Experience, Skills, and Qualifications
- Bachelor's, Master's, or PhD in Computer Science, Mathematics, Data Science, or a related field.
- 6+ years of experience in software engineering, with a focus on AI & ML technologies, particularly in data collection and unstructured data processing.
- 3+ years of experience managing individual contributors in a leadership role.
- Strong expertise in NLP and machine learning applied to document understanding and enrichment, including classifiers, LLMs, GenAI, RAG, and/or Agentic AI.
- Hands-on experience building and operating document enrichment systems, including OCR, NER, entity resolution, document classification, and duplicate detection.

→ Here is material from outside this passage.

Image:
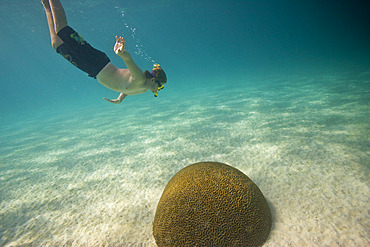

- Experience with data pipeline and messaging technologies such as Apache Kafka, Airflow, and cloud data platforms (e.g., Snowflake) is preferred.
- Proficiency in Python, Java, SQL, and other relevant programming languages and tools.
- Strong understanding of cloud-native technologies and containerization (e.g., Kubernetes, Docker), with experience managing these systems globally.
- Demonstrated ability to solve complex technical challenges and deliver scalable solutions.
- Excellent communication skills and a collaborative approach to working with global teams and stakeholders.
- Experience in fast-paced, data-intensive environments; fintech experience is highly desirable.
Working Conditions
This position is based in a standard office environment. Employees use PCs and phones throughout the day. Limited corporate travel may be required to remote offices, meetings, or events.
Morningstar is an equal opportunity employer.